North Korea Wants to Make a Deal – Jimmy Carter in The New York Times (9/26)

  • In July, North Korean officials invited me to come to Pyongyang to meet with Kim Jong-il…They wanted me to come in the hope that I might help resurrect the agreements on denuclearization and peace that were the last official acts of Kim Il-sung before his death in 1994.
  • I met with Kim Yong-nam, president of the presidium of the North’s Parliament, and Kim Kye-gwan, the vice foreign minister and chief negotiator for North Korea in the six-party nuclear talks. Both of them had participated in my previous negotiations with Kim Il-sung.
  • They expressed concern about several recent American actions, including unwarranted sanctions, ostentatious inclusion of North Korea among nations subject to nuclear attack and provocative military maneuvers with South Korea.
  • Still, they said, they were ready to demonstrate their desire for peace and denuclearization. They referred to the six-party talks as being “sentenced to death but not yet executed.” The following week I traveled to Beijing, where Chinese leaders informed me that Mr. Kim had delivered the same points to them while I was in Pyongyang.
  • A settlement on the Korean Peninsula is crucial to peace and stability in Asia, and it is long overdue. These positive messages from North Korea should be pursued aggressively and without delay, with each step in the process carefully and thoroughly confirmed.
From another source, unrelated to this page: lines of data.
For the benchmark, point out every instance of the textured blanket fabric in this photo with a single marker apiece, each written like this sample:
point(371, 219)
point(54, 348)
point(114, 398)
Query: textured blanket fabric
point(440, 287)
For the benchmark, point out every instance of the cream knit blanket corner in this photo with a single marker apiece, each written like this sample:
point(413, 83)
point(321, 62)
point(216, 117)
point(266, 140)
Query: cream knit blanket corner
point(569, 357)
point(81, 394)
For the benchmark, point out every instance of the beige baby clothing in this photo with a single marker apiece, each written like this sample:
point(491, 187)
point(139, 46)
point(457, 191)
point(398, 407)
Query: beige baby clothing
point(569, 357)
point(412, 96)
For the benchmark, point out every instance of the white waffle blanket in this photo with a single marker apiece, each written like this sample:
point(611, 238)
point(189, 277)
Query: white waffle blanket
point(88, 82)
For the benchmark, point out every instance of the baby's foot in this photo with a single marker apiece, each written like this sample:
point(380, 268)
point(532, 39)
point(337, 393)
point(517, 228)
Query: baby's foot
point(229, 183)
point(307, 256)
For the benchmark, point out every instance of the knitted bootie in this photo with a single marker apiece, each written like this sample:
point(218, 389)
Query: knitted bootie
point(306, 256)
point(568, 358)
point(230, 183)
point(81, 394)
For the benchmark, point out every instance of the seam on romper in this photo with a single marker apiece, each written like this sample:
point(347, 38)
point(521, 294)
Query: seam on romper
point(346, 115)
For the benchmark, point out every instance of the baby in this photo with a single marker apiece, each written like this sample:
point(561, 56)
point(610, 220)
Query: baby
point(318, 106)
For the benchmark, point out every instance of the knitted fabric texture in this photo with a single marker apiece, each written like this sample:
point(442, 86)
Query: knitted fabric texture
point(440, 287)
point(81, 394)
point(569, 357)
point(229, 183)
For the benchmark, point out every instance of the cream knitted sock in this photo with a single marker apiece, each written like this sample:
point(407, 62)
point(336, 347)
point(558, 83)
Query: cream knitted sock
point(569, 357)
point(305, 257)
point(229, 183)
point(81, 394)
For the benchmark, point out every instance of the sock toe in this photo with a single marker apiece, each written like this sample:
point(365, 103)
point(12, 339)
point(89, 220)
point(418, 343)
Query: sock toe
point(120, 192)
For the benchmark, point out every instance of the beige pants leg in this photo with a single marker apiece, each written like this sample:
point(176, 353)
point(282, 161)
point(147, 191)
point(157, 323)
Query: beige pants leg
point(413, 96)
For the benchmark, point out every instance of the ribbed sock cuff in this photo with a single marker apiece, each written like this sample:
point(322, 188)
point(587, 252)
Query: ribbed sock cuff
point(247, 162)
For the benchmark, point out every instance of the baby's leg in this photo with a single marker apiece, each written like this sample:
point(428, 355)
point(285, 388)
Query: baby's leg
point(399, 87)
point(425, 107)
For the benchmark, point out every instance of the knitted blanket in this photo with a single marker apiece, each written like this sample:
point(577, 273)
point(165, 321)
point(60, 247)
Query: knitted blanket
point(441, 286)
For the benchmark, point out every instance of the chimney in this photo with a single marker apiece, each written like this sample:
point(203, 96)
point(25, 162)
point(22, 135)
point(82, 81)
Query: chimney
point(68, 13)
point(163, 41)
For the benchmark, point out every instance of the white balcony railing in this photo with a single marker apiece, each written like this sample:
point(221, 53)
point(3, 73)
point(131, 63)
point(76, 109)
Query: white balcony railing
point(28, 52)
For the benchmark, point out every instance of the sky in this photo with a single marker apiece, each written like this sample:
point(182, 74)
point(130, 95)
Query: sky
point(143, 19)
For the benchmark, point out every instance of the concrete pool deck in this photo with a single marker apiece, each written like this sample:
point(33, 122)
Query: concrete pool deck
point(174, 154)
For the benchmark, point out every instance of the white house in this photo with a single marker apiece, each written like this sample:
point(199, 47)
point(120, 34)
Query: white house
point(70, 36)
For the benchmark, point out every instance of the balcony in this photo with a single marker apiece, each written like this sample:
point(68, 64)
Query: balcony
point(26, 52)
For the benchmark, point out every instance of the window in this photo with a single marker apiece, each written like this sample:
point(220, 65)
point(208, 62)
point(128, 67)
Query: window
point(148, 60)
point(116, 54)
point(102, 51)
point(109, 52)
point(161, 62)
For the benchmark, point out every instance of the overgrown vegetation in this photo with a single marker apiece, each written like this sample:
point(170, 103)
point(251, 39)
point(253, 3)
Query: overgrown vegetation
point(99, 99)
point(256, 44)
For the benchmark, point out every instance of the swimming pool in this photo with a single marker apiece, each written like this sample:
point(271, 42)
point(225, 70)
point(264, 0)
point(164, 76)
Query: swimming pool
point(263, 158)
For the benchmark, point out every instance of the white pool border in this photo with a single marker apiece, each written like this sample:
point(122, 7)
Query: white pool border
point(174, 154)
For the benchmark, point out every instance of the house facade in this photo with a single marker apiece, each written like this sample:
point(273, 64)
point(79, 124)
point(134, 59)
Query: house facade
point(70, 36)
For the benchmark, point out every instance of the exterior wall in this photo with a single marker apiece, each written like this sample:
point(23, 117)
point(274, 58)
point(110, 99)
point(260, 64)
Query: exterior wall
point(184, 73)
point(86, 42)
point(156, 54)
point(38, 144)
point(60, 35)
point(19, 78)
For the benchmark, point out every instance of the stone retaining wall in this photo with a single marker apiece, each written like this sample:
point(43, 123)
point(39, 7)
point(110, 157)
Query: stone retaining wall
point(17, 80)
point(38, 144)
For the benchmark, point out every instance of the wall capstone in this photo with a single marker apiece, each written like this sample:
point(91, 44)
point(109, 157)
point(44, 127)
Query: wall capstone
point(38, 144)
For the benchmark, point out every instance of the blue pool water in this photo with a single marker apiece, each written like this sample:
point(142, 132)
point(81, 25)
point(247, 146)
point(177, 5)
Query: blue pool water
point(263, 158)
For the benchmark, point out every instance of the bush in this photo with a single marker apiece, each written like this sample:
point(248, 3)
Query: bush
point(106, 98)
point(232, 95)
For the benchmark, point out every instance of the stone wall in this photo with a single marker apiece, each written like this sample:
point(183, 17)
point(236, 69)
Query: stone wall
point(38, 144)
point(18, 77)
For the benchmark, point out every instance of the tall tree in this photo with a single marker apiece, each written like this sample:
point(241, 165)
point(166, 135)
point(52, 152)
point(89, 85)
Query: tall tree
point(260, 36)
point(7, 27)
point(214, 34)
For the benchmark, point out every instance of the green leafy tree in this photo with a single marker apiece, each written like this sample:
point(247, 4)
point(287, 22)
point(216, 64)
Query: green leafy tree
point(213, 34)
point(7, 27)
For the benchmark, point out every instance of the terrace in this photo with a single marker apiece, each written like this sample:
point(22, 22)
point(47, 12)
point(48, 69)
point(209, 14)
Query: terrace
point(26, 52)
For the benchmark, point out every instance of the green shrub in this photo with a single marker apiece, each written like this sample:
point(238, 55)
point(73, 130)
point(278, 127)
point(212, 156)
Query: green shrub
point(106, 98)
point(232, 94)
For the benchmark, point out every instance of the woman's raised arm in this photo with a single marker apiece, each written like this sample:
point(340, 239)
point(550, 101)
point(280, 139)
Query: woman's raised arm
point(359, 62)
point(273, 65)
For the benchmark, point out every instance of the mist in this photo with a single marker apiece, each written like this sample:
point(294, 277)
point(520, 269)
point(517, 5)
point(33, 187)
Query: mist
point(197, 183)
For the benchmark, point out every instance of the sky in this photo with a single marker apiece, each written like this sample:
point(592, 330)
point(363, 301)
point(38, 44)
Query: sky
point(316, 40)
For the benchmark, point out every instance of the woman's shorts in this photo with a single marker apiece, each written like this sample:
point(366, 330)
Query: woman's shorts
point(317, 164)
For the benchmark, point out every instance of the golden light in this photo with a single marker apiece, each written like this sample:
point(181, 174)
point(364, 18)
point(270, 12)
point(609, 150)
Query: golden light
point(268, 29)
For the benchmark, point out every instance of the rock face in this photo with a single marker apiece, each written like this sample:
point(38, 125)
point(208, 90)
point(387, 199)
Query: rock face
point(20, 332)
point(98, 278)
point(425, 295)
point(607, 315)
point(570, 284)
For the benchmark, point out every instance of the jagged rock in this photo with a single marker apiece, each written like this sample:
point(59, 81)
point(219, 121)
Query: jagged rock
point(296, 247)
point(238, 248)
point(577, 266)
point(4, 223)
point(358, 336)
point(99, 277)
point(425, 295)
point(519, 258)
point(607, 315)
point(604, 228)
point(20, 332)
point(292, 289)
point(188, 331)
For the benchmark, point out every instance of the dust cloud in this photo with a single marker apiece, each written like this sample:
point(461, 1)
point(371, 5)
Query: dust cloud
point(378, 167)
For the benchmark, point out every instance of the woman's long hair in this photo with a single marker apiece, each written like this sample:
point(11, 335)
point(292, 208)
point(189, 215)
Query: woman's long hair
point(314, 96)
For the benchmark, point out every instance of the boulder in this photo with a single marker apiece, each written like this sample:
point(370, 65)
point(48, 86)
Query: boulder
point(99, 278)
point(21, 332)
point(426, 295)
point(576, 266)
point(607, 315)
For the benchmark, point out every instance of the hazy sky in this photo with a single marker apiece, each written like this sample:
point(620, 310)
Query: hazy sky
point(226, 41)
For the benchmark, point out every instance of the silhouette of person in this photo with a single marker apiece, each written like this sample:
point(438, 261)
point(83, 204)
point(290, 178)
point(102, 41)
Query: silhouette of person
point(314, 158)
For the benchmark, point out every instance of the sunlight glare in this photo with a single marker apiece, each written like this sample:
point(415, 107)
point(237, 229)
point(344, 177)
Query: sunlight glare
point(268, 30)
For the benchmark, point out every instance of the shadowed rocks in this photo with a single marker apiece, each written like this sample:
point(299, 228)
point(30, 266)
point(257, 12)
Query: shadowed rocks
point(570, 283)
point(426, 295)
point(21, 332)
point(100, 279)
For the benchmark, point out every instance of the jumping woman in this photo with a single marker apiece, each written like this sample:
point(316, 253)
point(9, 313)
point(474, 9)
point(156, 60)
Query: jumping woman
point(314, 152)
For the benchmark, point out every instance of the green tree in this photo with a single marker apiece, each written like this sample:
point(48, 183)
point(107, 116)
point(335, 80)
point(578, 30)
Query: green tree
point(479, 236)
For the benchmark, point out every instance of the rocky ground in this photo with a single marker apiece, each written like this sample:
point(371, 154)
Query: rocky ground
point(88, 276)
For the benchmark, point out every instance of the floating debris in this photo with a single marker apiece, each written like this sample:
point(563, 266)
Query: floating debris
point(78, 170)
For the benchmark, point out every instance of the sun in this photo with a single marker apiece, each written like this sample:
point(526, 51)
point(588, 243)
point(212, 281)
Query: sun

Don’t Sink Diplomacy - Joel Wit in The New York Times (5/18)

  • In the aftermath of the Cheonan sinking, the United States and South Korea must recognize that a return to dialogue would serve our interests. It is the only realistic way to rein in North Korea’s objectionable activities.
  • In the 16 years I have worked with North Korea, I have made 18 trips there, and I remain convinced that sustained diplomatic engagement is the only way to encourage the North to moderate its threatening behavior. The alternative is far worse: an isolated North Korea that is heading down a path of defiance.
  • The Cheonan sinking provides an opportunity for the Obama administration to shift its approach to North Korea. Now, we should avoid steps that might lead to a major escalation of tensions.
  • Instead of demanding new preconditions for talks — an apology for the Cheonan, for example — we should mount a gradual pragmatic effort to engage in new discussions, not as a reward for bad behavior or to talk for the sake of talking, but to make us more secure.
  • While this process would not eliminate all of North Korea’s nuclear weapons right away, as trust is restored, the North may reach a point where it no longer sees them as vital to its national security. But our immediate focus should be on the journey toward denuclearization, not on the final destination.